Х. Ж.: Но насколько объективна созданная новым поколением интеллектуалов картина мира - мира фрагментарного и лишенного целостности?
Б. К.: В том-то и дело, что картина эта не объективна. Она противоречит даже данным статистики. Мир действительно стал более пестрым, чем он был в XIX веке, но его оттенки и их соотношения не всегда соответствуют постмодернистским построениям. Они уверяют нас, что клеточки, на которые распался мир, раздельны и несовместимы. Да, мир распался на клеточки, но, во-первых, они переходят одна в другую, а во-вторых, формируют между собой более крупные структуры. Более того, прямые аналогии тому, что происходит сегодня, мы находим, например, в Европе XV - XVI веков, периода первоначального накопления, т. е. в периоды переходных обществ. Сначала фрагментация, а потом объединение: как в калейдоскопе.
Х. Ж.: Так в чем же симптоматика этих новых констелляций? Где они нащупывают новые связи?

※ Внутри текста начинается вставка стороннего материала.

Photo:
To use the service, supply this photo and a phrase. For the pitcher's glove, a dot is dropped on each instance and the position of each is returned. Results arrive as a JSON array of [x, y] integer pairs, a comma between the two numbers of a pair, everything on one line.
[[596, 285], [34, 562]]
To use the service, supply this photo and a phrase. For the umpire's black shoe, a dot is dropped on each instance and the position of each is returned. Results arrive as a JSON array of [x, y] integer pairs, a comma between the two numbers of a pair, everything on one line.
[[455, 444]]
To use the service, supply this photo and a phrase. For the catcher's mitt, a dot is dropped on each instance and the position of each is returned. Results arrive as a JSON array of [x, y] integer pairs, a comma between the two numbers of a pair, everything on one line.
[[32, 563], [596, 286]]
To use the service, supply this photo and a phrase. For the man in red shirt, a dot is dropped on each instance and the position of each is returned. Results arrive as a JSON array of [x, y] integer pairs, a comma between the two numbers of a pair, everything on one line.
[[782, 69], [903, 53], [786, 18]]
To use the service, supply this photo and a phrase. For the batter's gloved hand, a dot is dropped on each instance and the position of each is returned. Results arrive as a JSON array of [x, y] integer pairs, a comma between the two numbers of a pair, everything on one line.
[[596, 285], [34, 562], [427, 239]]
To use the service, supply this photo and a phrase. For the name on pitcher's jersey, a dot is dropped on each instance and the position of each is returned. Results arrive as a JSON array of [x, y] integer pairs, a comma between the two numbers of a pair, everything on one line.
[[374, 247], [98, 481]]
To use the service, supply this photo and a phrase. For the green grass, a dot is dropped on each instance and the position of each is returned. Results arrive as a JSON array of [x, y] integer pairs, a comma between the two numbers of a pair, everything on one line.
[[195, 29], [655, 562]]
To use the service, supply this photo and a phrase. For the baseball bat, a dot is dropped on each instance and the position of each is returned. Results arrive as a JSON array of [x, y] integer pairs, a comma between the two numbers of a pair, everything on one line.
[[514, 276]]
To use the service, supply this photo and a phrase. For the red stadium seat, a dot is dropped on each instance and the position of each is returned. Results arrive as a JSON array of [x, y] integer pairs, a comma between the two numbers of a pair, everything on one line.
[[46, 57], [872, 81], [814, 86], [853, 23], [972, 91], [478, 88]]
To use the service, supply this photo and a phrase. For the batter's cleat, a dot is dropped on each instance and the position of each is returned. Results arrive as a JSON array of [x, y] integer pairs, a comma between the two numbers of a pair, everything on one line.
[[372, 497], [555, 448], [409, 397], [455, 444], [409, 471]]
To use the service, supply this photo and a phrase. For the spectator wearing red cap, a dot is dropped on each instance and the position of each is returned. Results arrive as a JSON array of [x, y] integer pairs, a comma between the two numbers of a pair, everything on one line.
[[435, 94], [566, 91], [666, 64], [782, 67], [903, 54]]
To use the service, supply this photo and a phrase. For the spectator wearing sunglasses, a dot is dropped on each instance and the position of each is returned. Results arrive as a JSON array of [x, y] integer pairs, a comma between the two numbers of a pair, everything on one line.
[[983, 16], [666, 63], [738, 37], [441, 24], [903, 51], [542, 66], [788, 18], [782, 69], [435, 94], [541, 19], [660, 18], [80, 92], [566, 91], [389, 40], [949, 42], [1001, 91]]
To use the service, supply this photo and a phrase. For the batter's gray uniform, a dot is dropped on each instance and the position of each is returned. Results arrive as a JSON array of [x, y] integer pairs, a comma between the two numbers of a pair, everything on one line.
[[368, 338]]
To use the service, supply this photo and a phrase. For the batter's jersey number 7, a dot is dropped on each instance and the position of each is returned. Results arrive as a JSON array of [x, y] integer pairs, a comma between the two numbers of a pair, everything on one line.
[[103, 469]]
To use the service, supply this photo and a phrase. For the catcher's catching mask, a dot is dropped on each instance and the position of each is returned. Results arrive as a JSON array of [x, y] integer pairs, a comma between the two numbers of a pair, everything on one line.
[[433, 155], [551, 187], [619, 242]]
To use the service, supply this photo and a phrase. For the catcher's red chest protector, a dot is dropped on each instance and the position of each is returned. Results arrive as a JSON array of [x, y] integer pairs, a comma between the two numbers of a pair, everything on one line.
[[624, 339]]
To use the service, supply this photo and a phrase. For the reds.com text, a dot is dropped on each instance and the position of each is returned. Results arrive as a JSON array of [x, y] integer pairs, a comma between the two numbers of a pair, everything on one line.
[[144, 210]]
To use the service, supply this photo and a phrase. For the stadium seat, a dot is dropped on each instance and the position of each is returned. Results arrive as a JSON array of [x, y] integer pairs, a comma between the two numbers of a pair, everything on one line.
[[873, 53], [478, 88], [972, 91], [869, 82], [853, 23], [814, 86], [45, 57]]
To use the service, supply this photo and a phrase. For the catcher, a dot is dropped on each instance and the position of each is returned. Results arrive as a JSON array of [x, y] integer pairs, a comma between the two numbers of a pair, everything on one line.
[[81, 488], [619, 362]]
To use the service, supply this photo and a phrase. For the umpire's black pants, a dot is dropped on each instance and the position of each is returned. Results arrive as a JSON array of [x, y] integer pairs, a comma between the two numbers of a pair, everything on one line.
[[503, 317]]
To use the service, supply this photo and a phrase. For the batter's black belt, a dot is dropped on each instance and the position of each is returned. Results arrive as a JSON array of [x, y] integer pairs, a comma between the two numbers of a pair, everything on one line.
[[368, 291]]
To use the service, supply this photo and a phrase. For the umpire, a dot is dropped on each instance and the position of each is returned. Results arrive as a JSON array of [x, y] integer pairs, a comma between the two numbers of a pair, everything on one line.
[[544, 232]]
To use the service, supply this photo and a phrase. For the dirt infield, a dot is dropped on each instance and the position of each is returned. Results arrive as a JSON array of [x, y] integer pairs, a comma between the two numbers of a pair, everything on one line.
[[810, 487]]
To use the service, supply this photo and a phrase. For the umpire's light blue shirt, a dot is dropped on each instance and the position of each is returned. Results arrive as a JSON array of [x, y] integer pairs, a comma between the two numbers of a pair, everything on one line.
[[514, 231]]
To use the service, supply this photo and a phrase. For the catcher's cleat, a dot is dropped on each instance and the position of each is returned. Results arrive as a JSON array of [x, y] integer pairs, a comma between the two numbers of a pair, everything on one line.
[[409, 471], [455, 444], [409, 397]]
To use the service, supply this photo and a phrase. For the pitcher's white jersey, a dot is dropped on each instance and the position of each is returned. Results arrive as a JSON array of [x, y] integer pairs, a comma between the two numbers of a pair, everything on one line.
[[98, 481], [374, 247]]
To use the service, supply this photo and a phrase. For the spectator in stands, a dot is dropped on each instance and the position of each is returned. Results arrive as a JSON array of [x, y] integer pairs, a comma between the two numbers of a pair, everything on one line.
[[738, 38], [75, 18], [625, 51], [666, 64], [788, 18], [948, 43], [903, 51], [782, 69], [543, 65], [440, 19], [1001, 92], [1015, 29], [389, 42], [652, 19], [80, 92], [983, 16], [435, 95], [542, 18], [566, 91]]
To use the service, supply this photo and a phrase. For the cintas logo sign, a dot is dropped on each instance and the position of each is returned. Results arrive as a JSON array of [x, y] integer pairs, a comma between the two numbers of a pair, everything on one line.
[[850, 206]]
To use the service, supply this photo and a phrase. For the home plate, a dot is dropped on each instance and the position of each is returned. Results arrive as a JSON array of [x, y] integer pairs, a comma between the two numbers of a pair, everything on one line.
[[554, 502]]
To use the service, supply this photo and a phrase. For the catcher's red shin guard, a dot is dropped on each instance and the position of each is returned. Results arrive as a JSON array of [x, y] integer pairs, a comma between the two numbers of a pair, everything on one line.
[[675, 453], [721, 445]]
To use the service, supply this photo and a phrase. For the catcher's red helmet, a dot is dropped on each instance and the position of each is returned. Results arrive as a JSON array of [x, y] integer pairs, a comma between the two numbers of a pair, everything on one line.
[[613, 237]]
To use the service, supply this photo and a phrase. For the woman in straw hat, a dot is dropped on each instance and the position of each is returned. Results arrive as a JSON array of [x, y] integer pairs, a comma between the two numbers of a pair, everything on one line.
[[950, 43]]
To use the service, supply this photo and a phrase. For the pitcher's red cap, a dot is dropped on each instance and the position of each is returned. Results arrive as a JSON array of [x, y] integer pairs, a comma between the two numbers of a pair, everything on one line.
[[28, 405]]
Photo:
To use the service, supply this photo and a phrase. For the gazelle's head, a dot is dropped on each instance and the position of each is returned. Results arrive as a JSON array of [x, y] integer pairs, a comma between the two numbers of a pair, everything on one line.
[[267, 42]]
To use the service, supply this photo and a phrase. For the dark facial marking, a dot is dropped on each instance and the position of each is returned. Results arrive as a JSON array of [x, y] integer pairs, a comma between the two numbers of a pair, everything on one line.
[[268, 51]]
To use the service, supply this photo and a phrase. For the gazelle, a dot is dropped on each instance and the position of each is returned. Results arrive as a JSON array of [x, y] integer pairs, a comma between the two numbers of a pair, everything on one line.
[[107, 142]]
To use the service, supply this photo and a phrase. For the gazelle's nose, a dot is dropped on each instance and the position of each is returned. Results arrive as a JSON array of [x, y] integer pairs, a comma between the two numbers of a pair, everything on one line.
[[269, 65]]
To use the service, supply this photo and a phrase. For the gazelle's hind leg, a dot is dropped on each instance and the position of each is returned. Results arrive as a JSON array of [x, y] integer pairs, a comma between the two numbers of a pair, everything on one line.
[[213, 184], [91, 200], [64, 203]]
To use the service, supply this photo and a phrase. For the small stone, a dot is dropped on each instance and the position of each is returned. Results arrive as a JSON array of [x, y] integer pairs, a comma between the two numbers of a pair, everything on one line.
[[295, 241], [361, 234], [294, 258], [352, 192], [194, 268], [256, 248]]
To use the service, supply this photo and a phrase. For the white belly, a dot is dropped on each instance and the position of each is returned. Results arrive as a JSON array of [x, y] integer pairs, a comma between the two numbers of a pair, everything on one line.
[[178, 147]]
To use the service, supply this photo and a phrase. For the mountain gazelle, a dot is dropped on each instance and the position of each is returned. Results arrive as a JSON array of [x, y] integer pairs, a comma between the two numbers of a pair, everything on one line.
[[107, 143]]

Б. К.: Могу привести один пример: периферийный, но показательный. Мексика. Субкоманданте Маркос, возглавляемая им сапатистская армия. С точки зрения военной, вся его деятельность с трудом может быть названа успешной, но с точки зрения улавливания и освоения неких эстетических и коммуникационных механизмов, она очень успешна. Среди его чисто эстетических находок - маска, за которой он прячет свое лицо. Ведь никто не знает, как он выглядит. Зачем это надо? Да хотя бы затем, что это деперсонализирует и, следовательно, универсализирует его образ. Чисто прагматически существенно и то, что никто не знает, белый он или индеец! Он вне расы. Наконец, тема маски задействует очень эффективные коды индейской, испано-мексиканской, европейской культуры. Это мощный мифологический образ. Еще один аспект его деятельности: Интернет и джунгли - встречающиеся модернизм и архаика. Или: вооруженные действия как демонстрация своей непримиримости по отношению к системе, при отказе от авторитарного насилия. Маркос оказался способным свести между собой разные, подчас полярные, вещи. Режи Дебре задается вопросом, кто такой Маркос - революционер или гений «паблик рилейшенз», и применяет к нему определение activisme creative («творческий активизм»). Так, Маркос ставит проблему самоиндентификации и перед статусным парижским интеллектуалом. Трудно сказать, является ли Маркос фактом политики или культуры: ведь его политический успех связан с тем, что найденным оказался культурный и артистический метод действия. Тот же Маркос симптоматично высказывается о парламентской демократии, говоря о том, что, хотя сапатисты не приемлют этого пути, но только потому, что для них он закрыт. Они готовы поддержать тех, кто пытается высказываться через эти политические формы. Маркос декларирует, таким образом, что не важны пути достижения неких целей и ценностей, важно, что идет движение в общем направлении. В этом им оказался угаданным некий существенный лейтмотив формирующейся культуры - культуры крайне плюралистической, но пребывающей в постоянном внутреннем и внешнем диалоге.